Homeless Lessons Learned was produced by Andrew Diffee, a talented young college student majoring in videography. While looking for subject matter for a required video production assignment, Andrew and I crossed paths outside The Contributor office downtown. Intrigued by the details of my living situation, and my positive attitude and outlook in the midst of it all, he decided to tell my story. We arranged a shooting date on a Sunday afternoon, and armed with a film crew and a pizza, production began.

I have lived and survived the last 18 months in the woods on the back side of Fort Negley (coincidently named after General James Scott Negley). That makes me a veteran with an honorable discharge who has lived on a former military installation all while trying to establish himself in a new city. But on December 3rd, 2010, after a long, hard “tour of duty,” I finally moved into an apartment. (Selling The Contributor had a lot to do with that.)

Life is different when you have a roof over your head and a safe place to go. For me, that has become an achievement and a reality. But for so many of my dear brothers, sisters and friends, it is not within their reach at this point in time. I know what they are going through every night, night after night, with no place to go, no place to be. Wherever they try to lay their heads, they end up being either ticketed or incarcerated for trespassing.

During the entire 18 months I camped on that hill, I was never ticketed or jailed for trespassing. I did, however, have everything I own dragged down the hill and thrown in the back of a garbage truck–twice! (It’s much easier the second time.) I made it through Nashville‘s coldest winter in 30 years in a tent I built myself. I survived the flood of 2010 and didn’t lose one thing to the rising waters. I did whatever I had to do to make it happen, help my fellow-man, and survive. How I did it and what I learned over that period of time is the focus of Homeless Lessons Learned.

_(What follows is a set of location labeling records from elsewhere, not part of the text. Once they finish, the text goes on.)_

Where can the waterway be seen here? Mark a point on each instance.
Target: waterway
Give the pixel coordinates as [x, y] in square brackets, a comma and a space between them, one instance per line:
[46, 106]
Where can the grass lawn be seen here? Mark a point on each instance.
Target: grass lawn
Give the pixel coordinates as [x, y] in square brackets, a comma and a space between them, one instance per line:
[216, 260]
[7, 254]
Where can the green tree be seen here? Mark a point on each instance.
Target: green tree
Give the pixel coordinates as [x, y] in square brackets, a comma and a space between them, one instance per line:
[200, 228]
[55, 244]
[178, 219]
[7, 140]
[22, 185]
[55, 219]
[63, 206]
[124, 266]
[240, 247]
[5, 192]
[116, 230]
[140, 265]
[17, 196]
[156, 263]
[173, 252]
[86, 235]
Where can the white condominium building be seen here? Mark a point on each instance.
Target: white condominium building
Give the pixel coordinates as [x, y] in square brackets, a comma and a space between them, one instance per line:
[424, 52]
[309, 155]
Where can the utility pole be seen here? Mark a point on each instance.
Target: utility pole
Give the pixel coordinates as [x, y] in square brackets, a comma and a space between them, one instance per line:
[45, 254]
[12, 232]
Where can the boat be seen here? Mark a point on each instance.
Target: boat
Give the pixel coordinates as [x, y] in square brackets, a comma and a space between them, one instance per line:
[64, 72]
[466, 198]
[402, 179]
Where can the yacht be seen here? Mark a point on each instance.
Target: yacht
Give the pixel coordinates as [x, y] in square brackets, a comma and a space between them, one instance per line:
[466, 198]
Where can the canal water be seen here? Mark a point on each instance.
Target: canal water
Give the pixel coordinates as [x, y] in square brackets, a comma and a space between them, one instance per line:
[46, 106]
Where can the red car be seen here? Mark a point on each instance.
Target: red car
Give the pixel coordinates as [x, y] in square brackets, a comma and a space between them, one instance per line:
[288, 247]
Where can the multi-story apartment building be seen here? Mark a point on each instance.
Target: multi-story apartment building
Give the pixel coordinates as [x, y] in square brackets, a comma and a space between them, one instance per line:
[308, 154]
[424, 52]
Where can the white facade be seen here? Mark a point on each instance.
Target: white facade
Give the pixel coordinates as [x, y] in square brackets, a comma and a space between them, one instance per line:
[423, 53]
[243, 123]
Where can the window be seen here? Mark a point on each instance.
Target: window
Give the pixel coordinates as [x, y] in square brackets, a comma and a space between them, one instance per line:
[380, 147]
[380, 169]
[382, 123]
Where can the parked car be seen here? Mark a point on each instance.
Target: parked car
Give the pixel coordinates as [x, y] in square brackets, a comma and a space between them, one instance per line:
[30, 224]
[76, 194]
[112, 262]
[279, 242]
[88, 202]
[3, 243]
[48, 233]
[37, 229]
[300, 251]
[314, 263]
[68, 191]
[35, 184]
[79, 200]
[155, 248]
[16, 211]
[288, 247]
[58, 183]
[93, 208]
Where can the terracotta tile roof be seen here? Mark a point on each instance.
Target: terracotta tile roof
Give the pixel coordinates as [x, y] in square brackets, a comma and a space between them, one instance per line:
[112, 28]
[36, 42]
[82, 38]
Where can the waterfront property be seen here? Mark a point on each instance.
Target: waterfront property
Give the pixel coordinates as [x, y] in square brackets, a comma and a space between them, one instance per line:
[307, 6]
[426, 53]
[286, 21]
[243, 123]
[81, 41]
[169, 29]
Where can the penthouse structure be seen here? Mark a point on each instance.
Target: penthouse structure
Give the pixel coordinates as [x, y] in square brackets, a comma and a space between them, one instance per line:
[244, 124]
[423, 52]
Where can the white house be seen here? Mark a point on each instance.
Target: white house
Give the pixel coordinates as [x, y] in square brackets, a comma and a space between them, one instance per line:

Armed with a plan to alleviate the plight of my brothers and sisters on the street, those who attend the screening will learn about ways they can get involved. I believe that 2011 is going to be a year of growth and change for a lot of folks. Things are going to get better. I have seen so much happen in 2010 and I know that we’re just getting warmed up. Things can’t stay the way they are. Justice must prevail for everyone. We are Americans! And more importantly, we’re family. Together we’re stronger–as individuals as a community, and as a nation.

a man with a story to tell…of compassion… for all…hugmamma.

Note: A public screening of Homeless Lessons Learned, a 45-minute documentary, was held on 1/12/11 at Nashville’s Downtown Presbyterian Church (DPC).